#74022
TrulEConcerned
Flatchatter

    I agree with much of the above. It is highly unlikely that a by-law exists that restricts your communication. If you want to defend your position – that is not comply with a NTC – as Jimmy recommends, get a lawyer. Follow Jimmy’s suggestion and get a quote from the lawyers. In your email to them summarise your issue and the responses you received from the SC and strata manager.

    From my experience at NCAT, if the OC takes an owner to NCAT, it is likely that NCAT will grant an owner’s leave to be represented by a lawyer (i.e you request permission to have a lawyer represent you). You must request permission to be represented, if you want to be represented. It is not assumed by NCAT that you will be represented.

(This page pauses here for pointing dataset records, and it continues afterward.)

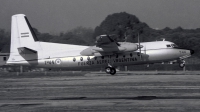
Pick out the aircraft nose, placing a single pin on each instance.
(191, 52)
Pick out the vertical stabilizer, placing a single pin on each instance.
(23, 38)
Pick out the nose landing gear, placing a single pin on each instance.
(110, 70)
(182, 64)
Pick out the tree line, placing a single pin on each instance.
(126, 27)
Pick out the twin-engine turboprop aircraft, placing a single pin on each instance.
(27, 50)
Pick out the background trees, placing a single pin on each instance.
(125, 26)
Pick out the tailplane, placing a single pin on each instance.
(24, 43)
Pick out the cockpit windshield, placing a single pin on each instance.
(172, 46)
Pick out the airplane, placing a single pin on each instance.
(27, 50)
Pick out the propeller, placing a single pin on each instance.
(112, 40)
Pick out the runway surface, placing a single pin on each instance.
(100, 93)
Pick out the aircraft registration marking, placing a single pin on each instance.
(105, 61)
(49, 62)
(182, 52)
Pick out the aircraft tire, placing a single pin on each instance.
(108, 70)
(113, 71)
(182, 65)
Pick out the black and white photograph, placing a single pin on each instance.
(99, 56)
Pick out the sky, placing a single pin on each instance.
(55, 16)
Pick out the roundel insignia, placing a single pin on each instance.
(81, 58)
(58, 61)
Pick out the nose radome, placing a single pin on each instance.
(191, 51)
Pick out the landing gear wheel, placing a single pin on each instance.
(113, 71)
(182, 65)
(108, 70)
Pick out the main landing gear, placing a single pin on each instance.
(110, 70)
(182, 64)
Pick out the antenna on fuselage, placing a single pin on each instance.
(139, 46)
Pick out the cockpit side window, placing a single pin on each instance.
(168, 45)
(174, 45)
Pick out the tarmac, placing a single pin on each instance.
(99, 92)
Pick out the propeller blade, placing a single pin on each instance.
(139, 46)
(113, 40)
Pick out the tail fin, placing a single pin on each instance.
(23, 39)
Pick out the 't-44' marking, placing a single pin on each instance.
(49, 62)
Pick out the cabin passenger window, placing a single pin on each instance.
(116, 56)
(74, 59)
(4, 58)
(174, 45)
(81, 58)
(168, 45)
(88, 58)
(131, 54)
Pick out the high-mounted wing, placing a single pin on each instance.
(106, 44)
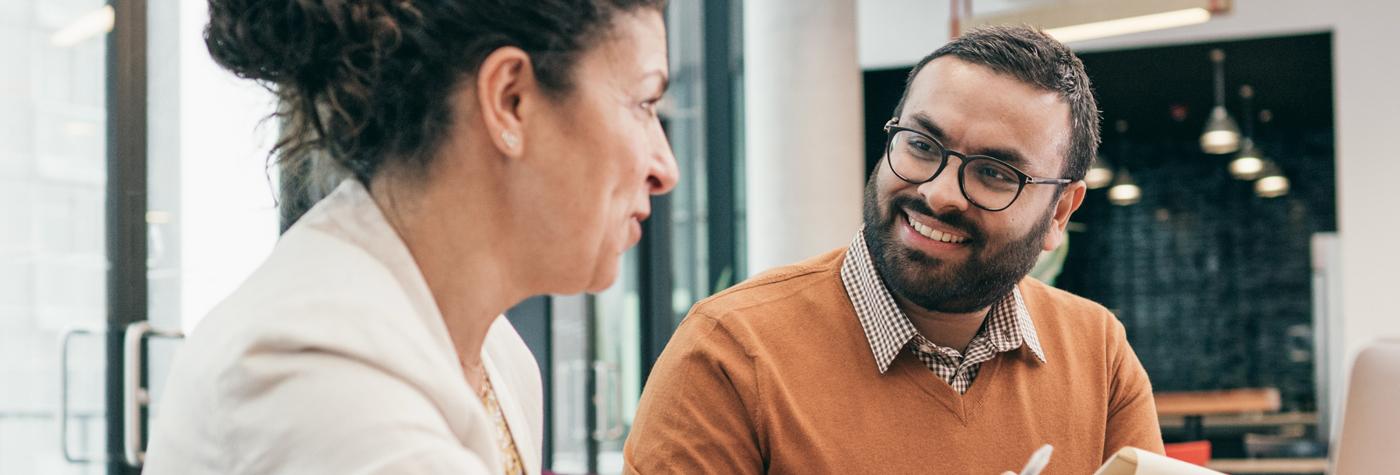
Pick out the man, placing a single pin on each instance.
(921, 346)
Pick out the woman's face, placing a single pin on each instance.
(595, 159)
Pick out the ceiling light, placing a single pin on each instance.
(1273, 182)
(1124, 189)
(1221, 133)
(1082, 20)
(1130, 25)
(90, 24)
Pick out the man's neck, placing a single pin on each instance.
(952, 331)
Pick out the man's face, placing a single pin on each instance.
(972, 109)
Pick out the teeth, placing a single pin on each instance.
(934, 234)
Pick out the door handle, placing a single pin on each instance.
(63, 394)
(135, 397)
(608, 393)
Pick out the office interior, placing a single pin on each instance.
(136, 194)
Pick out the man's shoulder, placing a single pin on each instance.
(1068, 314)
(780, 292)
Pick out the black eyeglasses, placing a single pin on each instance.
(993, 185)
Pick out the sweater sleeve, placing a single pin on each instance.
(696, 412)
(1131, 411)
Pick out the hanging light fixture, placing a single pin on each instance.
(1271, 181)
(1124, 189)
(1221, 133)
(1249, 163)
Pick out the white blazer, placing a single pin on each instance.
(333, 359)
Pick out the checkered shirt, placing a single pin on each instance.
(888, 329)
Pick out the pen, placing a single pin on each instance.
(1038, 461)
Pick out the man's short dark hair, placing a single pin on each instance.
(1033, 58)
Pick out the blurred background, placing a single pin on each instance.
(1241, 217)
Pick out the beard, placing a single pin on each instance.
(987, 276)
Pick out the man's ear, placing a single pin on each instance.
(1070, 199)
(503, 84)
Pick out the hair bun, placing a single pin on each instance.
(307, 41)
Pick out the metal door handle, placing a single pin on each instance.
(133, 395)
(608, 391)
(63, 394)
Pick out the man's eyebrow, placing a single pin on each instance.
(1010, 156)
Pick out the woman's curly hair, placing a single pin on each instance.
(367, 81)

    After all, you could inform NCAT in your request – as the defendant – that you are at a significant disadvantage  given the OC has a raft of members who together will prepare their case with the assistance of  the strata mgr and the OC can also make use of the strata’s lawyer if they choose to represent them at NCAT.

    While NCAT in publications gives the impression that it prefers that no party is represented, I found the opposite. Especially when the defendant, be it an owner or the OC asks for leave to be represented in a complex case.

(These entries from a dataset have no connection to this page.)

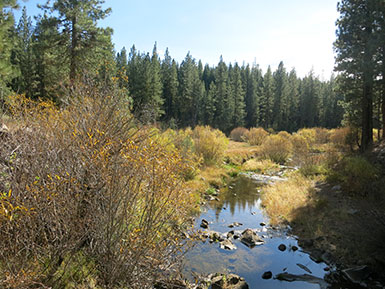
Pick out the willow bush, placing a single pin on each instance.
(87, 197)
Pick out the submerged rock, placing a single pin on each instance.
(204, 224)
(230, 281)
(357, 275)
(303, 267)
(235, 224)
(267, 275)
(250, 238)
(304, 278)
(282, 247)
(265, 179)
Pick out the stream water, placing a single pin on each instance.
(241, 203)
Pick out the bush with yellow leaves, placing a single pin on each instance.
(239, 134)
(256, 136)
(209, 143)
(86, 195)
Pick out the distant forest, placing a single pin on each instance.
(64, 46)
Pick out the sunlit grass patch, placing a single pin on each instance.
(282, 199)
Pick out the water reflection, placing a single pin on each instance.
(241, 203)
(242, 195)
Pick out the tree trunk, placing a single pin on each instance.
(74, 44)
(367, 113)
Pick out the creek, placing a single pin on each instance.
(241, 202)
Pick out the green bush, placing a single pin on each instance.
(239, 134)
(276, 148)
(210, 144)
(356, 174)
(256, 136)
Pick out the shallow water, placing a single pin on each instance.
(241, 203)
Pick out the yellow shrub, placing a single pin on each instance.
(343, 137)
(239, 134)
(183, 142)
(86, 180)
(260, 166)
(209, 143)
(284, 134)
(321, 135)
(309, 134)
(256, 136)
(281, 200)
(276, 148)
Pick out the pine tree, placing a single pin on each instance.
(238, 97)
(267, 97)
(223, 113)
(356, 48)
(77, 22)
(169, 73)
(250, 97)
(7, 71)
(293, 102)
(24, 57)
(280, 109)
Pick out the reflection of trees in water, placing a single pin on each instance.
(243, 195)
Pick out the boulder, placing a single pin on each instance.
(226, 244)
(204, 224)
(250, 238)
(357, 275)
(235, 224)
(230, 281)
(4, 130)
(304, 278)
(282, 247)
(267, 275)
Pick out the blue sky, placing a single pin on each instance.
(298, 32)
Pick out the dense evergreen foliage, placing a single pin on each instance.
(360, 48)
(65, 44)
(227, 95)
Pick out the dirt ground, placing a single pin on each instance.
(349, 227)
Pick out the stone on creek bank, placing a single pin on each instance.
(282, 247)
(230, 281)
(357, 275)
(235, 224)
(250, 238)
(264, 179)
(304, 278)
(267, 275)
(204, 224)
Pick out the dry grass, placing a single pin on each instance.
(238, 152)
(281, 200)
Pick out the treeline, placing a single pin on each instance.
(360, 48)
(66, 44)
(227, 95)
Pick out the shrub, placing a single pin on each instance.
(209, 143)
(256, 136)
(276, 148)
(260, 166)
(86, 194)
(182, 141)
(284, 134)
(309, 134)
(321, 135)
(282, 199)
(239, 134)
(356, 174)
(344, 138)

    With reference to lot owners bombarding you when on the SC or other committee members with chronic emails, please note that in my experience on several strata schemes, I discovered that the SC  is under no obligation to reply to owners emails.  I am not stating that behaviour  such as that by SCs is acceptable,  I am saying that such an attitude by SCs is widespread.

    One SC even wrote to all owners indicating that any communication that the SC deems “rude, intolerant, unjust etc” will not be replied to at all. This of course allowed the SC to define those terms and hence, ignore countless emails.